Wow, this sounds eerily similar to something I got in trouble for back in middle school. A fellow student saved his email password in the browser on our class's shared computer, so I changed his profile picture and deleted the saved password. For a while no one knew who had done it, and it was basically a non-issue, but after I bragged to an acquaintance and he ratted me out, the student whose account I'd tampered with went apeshit. Eventually, after a couple tearful meetings with the heads of school, I had to write a paper about penalties for "impersonating" someone online in Texas. I still think the brouhaha and ensuing punishment were bullshit, although I regret not just telling the other kid not to save his information so publicly.
I think "write a paper" is an entirely appropriate response for hijinks. "We'll show you, you little malcontent! Have more education!" It also likely taught you the important lesson about never bragging about malfeasance. I also think that this is exactly the sort of flier the ACLU needs to take to pick back a little at Hazelwood v Kuhlmeier. "Felony hacking" for reading a teacher's password is pretty much the proportionality doctrine in a nutshell.

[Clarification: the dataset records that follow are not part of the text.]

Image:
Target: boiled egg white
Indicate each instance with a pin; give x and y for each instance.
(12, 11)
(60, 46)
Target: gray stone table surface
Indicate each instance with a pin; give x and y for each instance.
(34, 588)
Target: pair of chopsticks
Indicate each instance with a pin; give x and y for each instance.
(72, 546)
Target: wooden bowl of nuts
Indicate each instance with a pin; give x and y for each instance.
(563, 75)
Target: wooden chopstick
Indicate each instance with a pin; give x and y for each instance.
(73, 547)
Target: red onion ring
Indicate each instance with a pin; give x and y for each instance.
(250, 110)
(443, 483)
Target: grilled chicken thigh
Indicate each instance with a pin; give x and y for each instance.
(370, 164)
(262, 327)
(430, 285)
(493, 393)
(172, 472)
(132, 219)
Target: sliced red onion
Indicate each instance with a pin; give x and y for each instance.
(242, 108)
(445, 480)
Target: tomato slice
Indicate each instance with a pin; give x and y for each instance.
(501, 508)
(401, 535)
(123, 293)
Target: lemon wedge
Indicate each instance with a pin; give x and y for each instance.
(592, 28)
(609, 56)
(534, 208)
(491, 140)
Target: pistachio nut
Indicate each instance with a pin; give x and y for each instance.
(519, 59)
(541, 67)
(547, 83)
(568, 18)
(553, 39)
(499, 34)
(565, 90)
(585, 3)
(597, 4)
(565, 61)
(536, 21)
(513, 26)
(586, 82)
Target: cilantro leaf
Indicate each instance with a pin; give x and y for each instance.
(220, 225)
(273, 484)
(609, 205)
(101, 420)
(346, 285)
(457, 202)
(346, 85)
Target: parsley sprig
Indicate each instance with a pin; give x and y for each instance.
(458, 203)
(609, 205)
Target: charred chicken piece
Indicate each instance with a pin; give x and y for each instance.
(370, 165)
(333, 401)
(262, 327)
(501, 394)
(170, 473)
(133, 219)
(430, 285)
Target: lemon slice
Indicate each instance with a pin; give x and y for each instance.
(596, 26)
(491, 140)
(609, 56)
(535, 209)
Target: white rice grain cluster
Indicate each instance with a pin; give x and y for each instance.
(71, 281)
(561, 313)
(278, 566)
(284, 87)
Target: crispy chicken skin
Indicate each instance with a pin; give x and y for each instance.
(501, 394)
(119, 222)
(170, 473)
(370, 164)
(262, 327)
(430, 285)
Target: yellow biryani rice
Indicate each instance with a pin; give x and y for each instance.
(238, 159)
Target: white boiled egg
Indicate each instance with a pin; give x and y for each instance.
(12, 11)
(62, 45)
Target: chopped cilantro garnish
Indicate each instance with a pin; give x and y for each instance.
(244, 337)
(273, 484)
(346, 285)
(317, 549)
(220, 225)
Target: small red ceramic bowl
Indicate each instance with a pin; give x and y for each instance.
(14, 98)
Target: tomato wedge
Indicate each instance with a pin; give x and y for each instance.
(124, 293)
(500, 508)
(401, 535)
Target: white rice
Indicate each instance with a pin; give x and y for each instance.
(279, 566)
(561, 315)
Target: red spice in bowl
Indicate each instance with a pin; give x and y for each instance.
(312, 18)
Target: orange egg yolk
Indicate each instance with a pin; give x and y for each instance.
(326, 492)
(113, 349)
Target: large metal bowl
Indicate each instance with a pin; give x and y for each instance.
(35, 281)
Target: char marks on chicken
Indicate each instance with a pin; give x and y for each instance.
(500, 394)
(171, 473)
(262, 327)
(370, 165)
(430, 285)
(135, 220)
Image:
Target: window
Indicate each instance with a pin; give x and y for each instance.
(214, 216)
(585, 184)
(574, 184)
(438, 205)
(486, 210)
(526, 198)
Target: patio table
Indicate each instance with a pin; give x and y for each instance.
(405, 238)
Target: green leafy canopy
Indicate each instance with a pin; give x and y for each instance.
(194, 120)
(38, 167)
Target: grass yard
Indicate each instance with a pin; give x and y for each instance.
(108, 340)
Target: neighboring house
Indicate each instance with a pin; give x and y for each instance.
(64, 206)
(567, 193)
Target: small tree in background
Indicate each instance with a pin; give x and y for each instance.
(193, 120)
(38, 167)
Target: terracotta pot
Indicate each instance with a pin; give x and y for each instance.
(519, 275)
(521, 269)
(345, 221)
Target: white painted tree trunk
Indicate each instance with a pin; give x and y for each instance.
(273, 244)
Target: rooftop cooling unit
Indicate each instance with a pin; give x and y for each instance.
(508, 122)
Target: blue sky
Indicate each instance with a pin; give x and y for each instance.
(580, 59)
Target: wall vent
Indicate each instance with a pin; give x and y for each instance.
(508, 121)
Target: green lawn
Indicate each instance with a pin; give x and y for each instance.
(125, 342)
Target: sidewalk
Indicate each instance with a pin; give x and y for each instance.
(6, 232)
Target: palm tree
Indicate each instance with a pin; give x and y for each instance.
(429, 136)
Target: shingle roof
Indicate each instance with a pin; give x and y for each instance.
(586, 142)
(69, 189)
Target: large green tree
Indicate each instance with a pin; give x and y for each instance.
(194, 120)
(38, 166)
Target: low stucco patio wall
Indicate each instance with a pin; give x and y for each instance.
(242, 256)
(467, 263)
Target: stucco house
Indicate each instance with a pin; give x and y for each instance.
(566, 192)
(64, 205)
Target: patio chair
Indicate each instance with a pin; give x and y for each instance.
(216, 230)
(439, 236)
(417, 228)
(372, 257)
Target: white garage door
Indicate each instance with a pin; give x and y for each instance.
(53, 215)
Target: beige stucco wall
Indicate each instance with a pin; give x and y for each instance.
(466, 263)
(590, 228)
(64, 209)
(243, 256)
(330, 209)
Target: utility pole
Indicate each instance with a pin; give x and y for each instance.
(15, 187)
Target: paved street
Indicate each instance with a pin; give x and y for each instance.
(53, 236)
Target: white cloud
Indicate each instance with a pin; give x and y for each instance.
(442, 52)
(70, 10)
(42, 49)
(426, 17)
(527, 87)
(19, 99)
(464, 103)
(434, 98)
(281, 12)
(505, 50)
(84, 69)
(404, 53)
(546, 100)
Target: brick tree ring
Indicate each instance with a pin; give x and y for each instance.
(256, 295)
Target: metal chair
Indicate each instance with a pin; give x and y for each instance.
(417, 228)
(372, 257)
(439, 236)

Yeah, it's become my school's stock response to shenanigans, and it's kinda hilarious. One of my friends "stole a taco" (it was sitting, unmarked, on a table in the hallway; he ate it) and after he refused to apologize they made him write a paper about the value of respect. Hazelwood v Kuhlmeier is one of my least favorite SCOTUS cases of the last century. I wish the ACLU would fight it with something like this.